Halloween in Chariton was the 103rd anniversary of what was then the greatest financial cataclysm in Lucas County history, an event that literally reshaped its history.

At the center of the event was Frank R. Crocker, discovered early that morning, Oct. 31, 1907, dead in his bed of a self-inflicted overdose of morphine. The large Crocker family home on South Grand Street, where the suicide occurred, is today at the core of Fielding Funeral Home.

As news of Crocker's suicide spread rapidly around Chariton that morning, it also became evident that the doors of First National Bank, managed by Crocker as surrogate for its owners, Annie Mallory and Jessie (Mallory) Thayer, were locked.

First National had been acquired in the 1860s by Smith H. Mallory, who became Chariton's richest and most influential citizen and who also built the legendary Ilion, also known as Mallory's Castle. Under his leadership, First National became one of southern Iowa's largest banks with assets in the year of its failure that exceeded $1 million, a tremendous amount of money at that time.

Frank Crocker, who had come to Chariton as a young man, was Mallory's right-hand man and trusted associate. After Mallory's death in 1903, management of the bank was placed entirely in his hands by Mallory's widow, Annie, and only child, Jessie.

In the days after Crocker's death as the bank passed into federal receivership and Lucas Countyans began to realize the scale of their financial losses it became evident that Crocker, who had a long record of successful financial speculation, had overstepped himself, misappropriated the bank's assets and lost it all.
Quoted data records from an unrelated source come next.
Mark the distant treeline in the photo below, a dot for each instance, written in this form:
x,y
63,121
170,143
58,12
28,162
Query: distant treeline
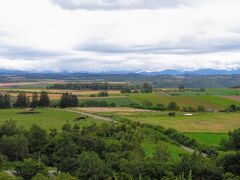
x,y
88,86
123,87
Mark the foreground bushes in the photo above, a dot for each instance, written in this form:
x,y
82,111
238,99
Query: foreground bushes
x,y
111,151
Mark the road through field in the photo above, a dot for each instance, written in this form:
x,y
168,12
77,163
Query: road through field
x,y
90,115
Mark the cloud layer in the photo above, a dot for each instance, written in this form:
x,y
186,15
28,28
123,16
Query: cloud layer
x,y
119,4
119,35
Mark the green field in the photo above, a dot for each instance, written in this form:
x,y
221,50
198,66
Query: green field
x,y
149,148
209,102
46,118
218,101
119,101
208,138
199,122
Frank's body was taken to Minneapolis for burial and soon his wife and children fled there as well, although they managed to hang on their Chariton home, a building sold to the Larimer family and finally to Sam Beardsley, who converted it into a funeral home.
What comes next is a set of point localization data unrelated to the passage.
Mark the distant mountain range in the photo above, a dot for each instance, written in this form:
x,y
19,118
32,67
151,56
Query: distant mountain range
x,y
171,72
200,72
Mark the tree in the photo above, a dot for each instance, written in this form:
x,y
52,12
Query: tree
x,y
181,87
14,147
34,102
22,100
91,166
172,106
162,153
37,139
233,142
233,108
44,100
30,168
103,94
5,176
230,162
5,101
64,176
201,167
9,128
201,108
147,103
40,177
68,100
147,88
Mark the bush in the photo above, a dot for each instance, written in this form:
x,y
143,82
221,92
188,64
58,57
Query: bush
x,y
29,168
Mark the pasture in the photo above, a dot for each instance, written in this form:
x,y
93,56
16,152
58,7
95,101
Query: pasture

Annie and Jessie Mallory declined to use personal assets to repay bank losses, leading to extensive and bitter litigation. Finally, they agreed to turn all of their assents in Lucas County, including the Ilion and the 1,000-acre farm associated with it, over to bank receivers for sale. As a result, bank depositors received reimbursement for relatively small parts of their losses. Nearly all of Crocker's assets were seized by federal authorities and sold as well.

In 1909, the embittered Mallory women had the contents of the Ilion moved permanently from Chariton to Orlando, Florida, leaving behind an embittered community. Annie never returned; Jessie returned once, in the 1920s, to have her father's body disinterred from the Chariton Cemetery and shipped along with his tombstone to Orlando.

Mary Elizabeth "Minnie" Crocker's parents, the Stephen Arnolds, also were prominent Chariton residents. Stephen died soon after the bank crash and his wife followed a few years later. After that, the Crockers broke their ties to Chariton, too.

It's useful to remember that Frank Crocker, before his death, was one of the most widely-respected citizens of Lucas County --- a skillful and widely-admired banker, a generous donor to every good cause, a leader in all progressive movements and by all accounts a nice guy. The Mallorys, in addition to their wealth, also were widely admired for their leadership in the community.

The collapse of First National ended all of that and traces of the two families began to disappear. Today, only the funeral home building remains as a reminder of the Crockers and the clock in the courthouse tower, donated by the Mallorys, as a minder of that family.

And several artifacts in the Lucas County Historical Society collection. Three photographs, one of Frank Crocker Sr. and the others of two Crocker children --- Guilford and Frank Jr. --- as infants, were returned to Chariton many years ago by the late Inda Van Arsdale Post, whose parents were contemporaries of Frank and Minnie Crocker.


A photo of Frank Crocker Jr. from the Inda Van Arsdale Post accession.


A faded photo of Guilford Crocker from the Inda Van Arsdale Post accession.

Another artifact, an invitation to the 1883 wedding of Frank Crocker and Minnie Arnold at First Presbyterian Church, cannot be tracked to a its source.